Conclusion and Perspectives

As a main conclusion, this project, performed in two stage with Geneva and Neuchâtel states, is a complex task. The nature of the object of interest is the main source of difficulty.

The current available aerial images made the detection of such object possible, but the resolution of the images (GSD) makes the task very difficult. Indeed, as mentioned, the thermal panel installations visible on the image are at the limit of resolution. This forces the deep learning model to learn more with the context than with the object features themselves.

To add complexity, thermal panels appear very alike electrical panels on images, leading to a major source of confusion. The fact that the deep learning model is relying more on context than on object features lead the electrical panel to be reported as a thermal one, reducing the efficiency of inventory, leading to large amount of false positive.

Despite that, interesting results are obtained and cannot lead to the conclusion that inventory such object is currently impossible. It remains very challenging, but data science can already bring help in the tracking and surveillance of the thermal panel installations.
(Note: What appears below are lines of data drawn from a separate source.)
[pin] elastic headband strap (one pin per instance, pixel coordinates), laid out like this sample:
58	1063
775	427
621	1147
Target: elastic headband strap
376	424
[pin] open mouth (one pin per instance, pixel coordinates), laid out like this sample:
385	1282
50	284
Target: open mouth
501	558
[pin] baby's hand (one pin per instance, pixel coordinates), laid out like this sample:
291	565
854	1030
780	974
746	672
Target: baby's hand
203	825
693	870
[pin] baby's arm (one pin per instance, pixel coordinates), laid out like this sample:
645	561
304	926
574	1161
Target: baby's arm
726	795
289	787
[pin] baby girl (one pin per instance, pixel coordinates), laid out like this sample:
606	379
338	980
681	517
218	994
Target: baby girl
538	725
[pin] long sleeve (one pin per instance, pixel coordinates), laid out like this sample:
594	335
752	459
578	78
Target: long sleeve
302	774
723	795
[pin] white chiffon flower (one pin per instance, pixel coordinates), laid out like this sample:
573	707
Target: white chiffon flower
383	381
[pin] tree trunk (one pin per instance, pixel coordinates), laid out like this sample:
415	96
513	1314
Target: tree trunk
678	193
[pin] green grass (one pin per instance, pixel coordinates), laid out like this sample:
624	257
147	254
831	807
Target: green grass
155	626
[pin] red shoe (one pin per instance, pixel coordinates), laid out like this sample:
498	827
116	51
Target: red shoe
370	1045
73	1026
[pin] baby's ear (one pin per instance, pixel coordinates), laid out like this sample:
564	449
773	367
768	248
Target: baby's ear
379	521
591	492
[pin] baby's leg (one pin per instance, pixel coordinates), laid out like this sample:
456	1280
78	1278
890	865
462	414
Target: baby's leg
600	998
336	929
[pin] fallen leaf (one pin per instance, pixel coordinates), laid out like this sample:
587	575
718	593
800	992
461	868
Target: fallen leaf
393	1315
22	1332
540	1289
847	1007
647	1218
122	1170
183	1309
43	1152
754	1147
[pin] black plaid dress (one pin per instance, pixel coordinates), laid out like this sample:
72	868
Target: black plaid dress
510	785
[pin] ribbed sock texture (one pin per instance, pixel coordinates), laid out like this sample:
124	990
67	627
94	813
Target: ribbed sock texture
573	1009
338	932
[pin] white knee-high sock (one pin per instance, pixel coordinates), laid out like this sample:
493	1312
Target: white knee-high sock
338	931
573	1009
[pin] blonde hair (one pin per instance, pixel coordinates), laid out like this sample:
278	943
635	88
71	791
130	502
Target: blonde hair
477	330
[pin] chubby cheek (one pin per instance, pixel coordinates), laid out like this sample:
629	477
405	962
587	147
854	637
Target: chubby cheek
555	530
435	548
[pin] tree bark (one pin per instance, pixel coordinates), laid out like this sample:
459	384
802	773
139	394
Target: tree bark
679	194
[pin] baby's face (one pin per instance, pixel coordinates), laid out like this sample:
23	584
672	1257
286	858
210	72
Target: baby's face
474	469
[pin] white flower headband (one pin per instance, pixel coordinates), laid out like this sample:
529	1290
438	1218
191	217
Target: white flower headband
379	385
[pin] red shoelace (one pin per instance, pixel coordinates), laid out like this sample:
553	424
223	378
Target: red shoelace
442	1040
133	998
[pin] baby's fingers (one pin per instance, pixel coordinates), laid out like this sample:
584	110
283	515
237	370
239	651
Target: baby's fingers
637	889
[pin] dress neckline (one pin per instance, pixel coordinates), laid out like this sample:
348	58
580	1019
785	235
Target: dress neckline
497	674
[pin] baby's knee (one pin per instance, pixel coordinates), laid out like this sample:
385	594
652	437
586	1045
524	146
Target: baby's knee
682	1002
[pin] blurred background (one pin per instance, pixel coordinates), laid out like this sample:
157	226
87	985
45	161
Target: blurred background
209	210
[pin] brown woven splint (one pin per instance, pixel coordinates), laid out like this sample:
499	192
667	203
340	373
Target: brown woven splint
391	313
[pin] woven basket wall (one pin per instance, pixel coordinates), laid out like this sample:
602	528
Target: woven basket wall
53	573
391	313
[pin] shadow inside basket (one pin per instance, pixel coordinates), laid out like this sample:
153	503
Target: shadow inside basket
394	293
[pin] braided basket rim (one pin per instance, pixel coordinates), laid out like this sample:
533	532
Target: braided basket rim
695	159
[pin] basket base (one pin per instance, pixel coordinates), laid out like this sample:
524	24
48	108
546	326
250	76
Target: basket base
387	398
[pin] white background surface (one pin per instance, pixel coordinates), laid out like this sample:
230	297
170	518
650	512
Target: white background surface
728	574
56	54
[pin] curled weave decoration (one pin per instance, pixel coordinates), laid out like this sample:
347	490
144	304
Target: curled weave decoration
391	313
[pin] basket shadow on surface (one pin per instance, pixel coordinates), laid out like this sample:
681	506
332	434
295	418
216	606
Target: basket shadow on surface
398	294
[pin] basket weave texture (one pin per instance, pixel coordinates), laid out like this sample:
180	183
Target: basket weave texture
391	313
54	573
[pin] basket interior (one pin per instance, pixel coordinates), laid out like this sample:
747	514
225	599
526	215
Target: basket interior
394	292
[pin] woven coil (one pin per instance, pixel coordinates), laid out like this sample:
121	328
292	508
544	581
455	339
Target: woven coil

The collaboration with the domain experts is here a necessity. Indeed, such installations, especially with the image resolution, are extremely complex to confirm as such (mainly due to the confusion with electrical panels and other roof elements). Even for the domain expert, determining if a prediction is a true positive or not is challenging and time-consuming. Without the help of domain experts, data scientists are not able to tackle such problem.

Another positive outcome is the demonstration that data science can be interfaced smoothly with existing processes. This is shown with the Neuchâtel case, where the predictions can instantly be linked to the entries of the pre-existing domain expert database. This eases the domain expert assessment procedure and can also participate to assess the synchronization between the database and the reality.

As a final word, the obtained deep learning model is not formally able to enter the management of the territory. It is demonstrated that the nature of the object and the available data makes the model unstable from a situation to another. This shows that the current data available is not formally enough to lead to the production of a fully working prototype able to satisfy the specifications of the domain experts. Nevertheless, such model can already perform pre-processes to ease the work of domain expert in the complex task of tracking the deployment of thermal energy generators on the Swiss territory.